Data shows a 22% year-over-year drop in Canadian land border crossings in March, and Air Canada reports a 10% decline in bookings to the US for the spring and summer months. Canadian flight reservations to the US have dropped by 70% for the April–September 2025 period, with airlines like WestJet and Air Canada cutting back US-bound flights and redeploying aircraft to European and Caribbean routes. Smaller carriers like Porter Airlines have also reduced US operations and shifted capacity to domestic markets.
This boycott is having a significant economic impact. Canadians spent $20.5 billion in the US in 2024, supporting 140,000 American jobs. A 10% reduction in Canadian travel could result in billions of dollars in lost revenue for the US travel and hospitality industries if the trend persists.
International tourism slump
The decline in tourism extends beyond Canada. International tourism to the United States has seen a significant decline in recent months, attributed to the policies and rhetoric under President Donald Trump’s administration.
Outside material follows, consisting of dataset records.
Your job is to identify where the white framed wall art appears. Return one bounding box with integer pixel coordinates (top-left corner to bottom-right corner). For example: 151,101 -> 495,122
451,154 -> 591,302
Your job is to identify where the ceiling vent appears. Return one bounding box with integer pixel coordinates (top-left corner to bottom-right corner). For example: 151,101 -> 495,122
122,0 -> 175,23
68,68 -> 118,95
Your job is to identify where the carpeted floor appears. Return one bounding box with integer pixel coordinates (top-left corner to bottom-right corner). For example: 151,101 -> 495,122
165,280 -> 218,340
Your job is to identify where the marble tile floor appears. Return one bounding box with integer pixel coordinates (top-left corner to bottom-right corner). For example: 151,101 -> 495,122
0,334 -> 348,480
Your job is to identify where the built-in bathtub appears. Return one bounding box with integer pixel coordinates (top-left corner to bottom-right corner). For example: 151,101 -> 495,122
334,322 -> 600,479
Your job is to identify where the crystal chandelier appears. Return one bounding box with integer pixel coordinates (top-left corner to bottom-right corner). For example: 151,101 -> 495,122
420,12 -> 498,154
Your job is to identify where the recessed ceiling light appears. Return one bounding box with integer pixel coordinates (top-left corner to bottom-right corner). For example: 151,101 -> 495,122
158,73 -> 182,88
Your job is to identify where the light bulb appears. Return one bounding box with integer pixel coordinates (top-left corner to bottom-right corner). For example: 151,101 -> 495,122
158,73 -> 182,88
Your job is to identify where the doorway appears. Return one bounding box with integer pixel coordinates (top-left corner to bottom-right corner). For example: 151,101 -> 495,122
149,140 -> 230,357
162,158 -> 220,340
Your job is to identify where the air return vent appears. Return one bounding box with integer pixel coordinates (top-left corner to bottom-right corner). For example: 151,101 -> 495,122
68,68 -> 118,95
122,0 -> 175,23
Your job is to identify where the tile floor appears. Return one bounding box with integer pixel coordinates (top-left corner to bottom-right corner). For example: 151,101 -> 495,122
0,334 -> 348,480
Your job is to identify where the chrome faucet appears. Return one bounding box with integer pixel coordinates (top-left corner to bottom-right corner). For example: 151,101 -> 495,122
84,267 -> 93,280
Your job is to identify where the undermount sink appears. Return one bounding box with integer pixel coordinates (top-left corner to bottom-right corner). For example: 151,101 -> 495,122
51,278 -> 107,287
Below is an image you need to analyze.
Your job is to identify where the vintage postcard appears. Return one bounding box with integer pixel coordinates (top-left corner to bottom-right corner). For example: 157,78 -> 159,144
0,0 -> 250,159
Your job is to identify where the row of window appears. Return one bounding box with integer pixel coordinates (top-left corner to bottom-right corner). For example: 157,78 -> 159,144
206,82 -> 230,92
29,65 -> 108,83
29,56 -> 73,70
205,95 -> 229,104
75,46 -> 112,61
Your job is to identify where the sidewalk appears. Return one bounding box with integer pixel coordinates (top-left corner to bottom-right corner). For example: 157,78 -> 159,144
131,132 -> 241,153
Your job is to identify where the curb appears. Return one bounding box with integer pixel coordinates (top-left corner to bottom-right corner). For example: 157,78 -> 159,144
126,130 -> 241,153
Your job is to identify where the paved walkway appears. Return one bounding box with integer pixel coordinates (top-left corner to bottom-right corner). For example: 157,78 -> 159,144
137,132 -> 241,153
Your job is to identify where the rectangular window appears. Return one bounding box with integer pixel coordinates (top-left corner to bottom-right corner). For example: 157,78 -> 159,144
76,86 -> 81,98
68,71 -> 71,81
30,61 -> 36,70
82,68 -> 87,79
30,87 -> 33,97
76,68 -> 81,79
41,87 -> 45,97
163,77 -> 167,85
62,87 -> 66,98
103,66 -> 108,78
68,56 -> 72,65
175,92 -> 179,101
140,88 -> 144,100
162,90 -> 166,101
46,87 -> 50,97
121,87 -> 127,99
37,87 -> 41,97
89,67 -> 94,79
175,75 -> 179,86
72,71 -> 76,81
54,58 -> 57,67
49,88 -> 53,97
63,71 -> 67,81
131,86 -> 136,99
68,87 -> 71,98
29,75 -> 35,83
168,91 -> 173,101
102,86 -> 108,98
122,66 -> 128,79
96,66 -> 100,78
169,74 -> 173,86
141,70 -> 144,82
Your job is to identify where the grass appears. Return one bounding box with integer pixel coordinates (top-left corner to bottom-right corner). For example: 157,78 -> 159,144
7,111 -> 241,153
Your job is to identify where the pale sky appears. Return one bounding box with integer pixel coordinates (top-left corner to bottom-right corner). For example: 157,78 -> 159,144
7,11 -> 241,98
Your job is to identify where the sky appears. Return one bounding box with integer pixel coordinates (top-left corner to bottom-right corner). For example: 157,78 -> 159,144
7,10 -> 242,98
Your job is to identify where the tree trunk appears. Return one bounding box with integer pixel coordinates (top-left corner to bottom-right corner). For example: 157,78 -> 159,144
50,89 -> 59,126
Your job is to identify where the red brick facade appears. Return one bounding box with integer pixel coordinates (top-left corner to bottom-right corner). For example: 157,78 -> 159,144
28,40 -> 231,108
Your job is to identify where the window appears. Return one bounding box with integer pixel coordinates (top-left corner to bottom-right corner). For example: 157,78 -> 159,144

Travel experts highlight that fears related to immigration enforcement, political instability, and increased border scrutiny are deterring global visitors.
In March alone, overseas visits to the US dropped by 11.6% compared to the previous year, with notable falls from countries like Colombia (33%), Germany (28%), and Spain (25%). This downward trend affects key tourism markets from Europe, Central America, and the Caribbean. The economic ramifications are severe, with the US Travel Association estimating that a 10% drop in Canadian tourism alone could risk 140,000 jobs and result in $2.1 billion in lost revenue, with potential losses reaching $6 billion at a 30% decline.
Experts caution that if these patterns continue, the US risks massive losses in tourism revenue and employment, and may lose its position as a leading global travel destination.